Midi Madagasikara (MM). Outre nos ressources naturelles, Madagascar dispose d’une population jeune qui lui confère des avantages économiques. Mais comment pourrait-on profiter de cet avantage ?
Dr Rakoto David. La transformation de la jeunesse en facteur dynamique de développement repose en grande partie sur la responsabilité de l’État basée sur une volonté politique, et un leadership gouvernemental. Celle-ci devrait être en faveur de l’éducation pour tous (éducation de masse), de l’instauration d’un système de protection sociale fiable et pérenne pour que chaque Malgache puisse avoir une vie digne, et de l’introduction d’une vision partagée sur la politique d’enseignement en vue d’un partenariat durable et productif entre secteur privé et public. L’État joue ainsi le rôle de « développementiste » capable de dynamiser, soutenir activement et promouvoir le développement économique et social.

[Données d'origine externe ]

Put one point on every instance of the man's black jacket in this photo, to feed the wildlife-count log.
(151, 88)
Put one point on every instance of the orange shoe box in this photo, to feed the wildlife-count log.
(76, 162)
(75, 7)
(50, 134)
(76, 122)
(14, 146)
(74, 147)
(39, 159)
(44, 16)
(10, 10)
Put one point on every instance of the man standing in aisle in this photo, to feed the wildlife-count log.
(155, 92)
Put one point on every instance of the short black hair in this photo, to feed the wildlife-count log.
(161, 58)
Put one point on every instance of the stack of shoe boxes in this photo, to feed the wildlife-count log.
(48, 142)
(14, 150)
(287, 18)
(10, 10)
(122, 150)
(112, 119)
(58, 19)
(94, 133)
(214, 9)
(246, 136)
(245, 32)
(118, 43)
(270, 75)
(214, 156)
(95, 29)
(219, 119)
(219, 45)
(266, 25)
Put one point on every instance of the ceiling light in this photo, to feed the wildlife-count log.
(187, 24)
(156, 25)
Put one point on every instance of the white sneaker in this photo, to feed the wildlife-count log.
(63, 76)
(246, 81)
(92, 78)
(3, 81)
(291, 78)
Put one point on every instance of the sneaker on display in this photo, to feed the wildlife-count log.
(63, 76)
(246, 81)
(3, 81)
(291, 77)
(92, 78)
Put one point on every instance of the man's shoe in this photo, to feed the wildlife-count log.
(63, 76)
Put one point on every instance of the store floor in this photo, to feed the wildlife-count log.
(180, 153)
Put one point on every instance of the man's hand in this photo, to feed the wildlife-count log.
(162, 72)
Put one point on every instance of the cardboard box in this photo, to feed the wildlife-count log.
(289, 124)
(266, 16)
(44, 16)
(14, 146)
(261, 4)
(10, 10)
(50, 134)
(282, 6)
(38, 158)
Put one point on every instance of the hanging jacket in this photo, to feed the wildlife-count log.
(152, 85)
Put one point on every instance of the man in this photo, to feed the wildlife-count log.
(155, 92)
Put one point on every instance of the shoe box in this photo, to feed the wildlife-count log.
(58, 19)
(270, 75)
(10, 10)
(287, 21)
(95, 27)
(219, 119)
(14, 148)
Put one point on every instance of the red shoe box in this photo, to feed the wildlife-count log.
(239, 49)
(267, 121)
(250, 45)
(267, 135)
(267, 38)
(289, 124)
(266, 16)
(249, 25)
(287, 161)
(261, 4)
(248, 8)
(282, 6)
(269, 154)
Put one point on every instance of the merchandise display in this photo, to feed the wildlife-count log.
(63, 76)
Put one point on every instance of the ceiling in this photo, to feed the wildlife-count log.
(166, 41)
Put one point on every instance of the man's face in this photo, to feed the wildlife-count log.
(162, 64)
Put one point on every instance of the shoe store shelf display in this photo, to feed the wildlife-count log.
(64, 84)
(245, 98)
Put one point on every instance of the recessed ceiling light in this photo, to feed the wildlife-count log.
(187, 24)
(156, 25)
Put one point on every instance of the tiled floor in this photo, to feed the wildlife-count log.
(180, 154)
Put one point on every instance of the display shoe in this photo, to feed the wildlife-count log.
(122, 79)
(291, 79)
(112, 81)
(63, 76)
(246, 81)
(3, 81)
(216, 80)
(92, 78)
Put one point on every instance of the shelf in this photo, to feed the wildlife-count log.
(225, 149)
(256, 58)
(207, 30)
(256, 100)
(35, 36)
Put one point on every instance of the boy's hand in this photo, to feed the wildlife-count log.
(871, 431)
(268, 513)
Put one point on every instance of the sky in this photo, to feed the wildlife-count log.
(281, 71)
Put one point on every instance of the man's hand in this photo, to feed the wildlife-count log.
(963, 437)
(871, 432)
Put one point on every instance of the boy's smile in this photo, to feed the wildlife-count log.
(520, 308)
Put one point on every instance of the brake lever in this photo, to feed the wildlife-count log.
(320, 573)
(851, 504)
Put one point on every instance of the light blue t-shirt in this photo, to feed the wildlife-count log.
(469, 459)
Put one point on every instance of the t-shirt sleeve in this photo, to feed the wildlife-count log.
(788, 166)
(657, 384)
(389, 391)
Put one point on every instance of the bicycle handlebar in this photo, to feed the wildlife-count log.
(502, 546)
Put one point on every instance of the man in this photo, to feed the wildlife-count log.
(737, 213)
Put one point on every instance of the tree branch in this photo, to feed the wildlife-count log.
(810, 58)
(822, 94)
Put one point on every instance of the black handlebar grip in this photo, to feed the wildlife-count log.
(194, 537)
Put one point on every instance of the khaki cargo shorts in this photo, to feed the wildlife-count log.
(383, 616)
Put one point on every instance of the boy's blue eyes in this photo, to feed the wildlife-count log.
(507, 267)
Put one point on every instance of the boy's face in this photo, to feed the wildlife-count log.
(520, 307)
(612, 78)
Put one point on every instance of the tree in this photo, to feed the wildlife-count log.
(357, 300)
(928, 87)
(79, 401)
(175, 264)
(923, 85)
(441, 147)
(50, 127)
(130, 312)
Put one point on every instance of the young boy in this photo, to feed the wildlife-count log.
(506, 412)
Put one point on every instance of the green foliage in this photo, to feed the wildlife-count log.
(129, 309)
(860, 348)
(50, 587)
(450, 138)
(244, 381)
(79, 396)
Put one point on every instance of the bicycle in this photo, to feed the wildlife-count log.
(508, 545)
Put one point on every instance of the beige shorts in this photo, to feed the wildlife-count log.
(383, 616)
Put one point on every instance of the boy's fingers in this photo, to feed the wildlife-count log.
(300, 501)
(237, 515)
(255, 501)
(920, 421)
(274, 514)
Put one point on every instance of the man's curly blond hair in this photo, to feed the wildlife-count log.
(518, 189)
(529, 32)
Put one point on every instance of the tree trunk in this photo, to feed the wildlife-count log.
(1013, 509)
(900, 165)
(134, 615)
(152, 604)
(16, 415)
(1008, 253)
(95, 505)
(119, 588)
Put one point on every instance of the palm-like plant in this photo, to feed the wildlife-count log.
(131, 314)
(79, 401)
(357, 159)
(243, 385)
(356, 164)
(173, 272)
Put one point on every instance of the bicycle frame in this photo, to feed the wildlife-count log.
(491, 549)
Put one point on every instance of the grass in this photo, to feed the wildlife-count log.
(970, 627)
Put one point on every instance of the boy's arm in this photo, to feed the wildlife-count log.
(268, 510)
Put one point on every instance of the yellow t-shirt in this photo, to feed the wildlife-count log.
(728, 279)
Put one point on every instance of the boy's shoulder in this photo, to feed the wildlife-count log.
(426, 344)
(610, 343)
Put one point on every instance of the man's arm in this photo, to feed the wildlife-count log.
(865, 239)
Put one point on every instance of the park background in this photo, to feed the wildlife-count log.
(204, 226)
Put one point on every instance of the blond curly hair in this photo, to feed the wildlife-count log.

- Que voulez-vous dire par « développementiste » ?
Dr Rakoto David. L’État développementiste est par définition « un État qui place le développement économique comme la première priorité de la politique du gouvernement, et qui est capable de concevoir des instruments efficaces pour favoriser la réalisation d’un tel objectif. Il s’agit, entre autres, de la mise en place de nouvelles institutions formelles, de l’établissement de dialogues permanents entre l’État et le secteur privé… » Dans ce cas, l’État devra investir dans la technologie, l’innovation et le développement humain, et doit posséder une idéologie développementiste qui privilégie le développement de la capacité humaine, l’industrialisation et la croissance économique. Les résultats attendus sont une bonne performance économique et la transformation sociale.
- Quelles sont les conditions à remplir pour que l’Etat arrive à ce stade ?
Dr Rakoto David. En général, un État développementiste dispose des caractéristiques principales suivantes : il doit avoir une administration compétente, surtout en matière d’éducation, et définir une vision développementiste claire munie d’un plan et de stratégie pour la matérialiser ; il mettra en place une coalition d’élites, surtout jeunes et ayant un fort sentiment nationaliste pour transformer les structures de l’économie, s’industrialiser, promouvoir l’accumulation de capital et mettre en place la capacité humaine. En outre, l’autonomie de l’État s’impose dans l’élaboration des politiques indépendantes des forces sociales en compétition, comme le secteur privé et la société civile. A cet effet, l’État doit disposer de moyens puissants pour formuler et mettre en œuvre ces politiques, sans être l’otage de groupe de particuliers, puisque l’intérêt général du pays prime.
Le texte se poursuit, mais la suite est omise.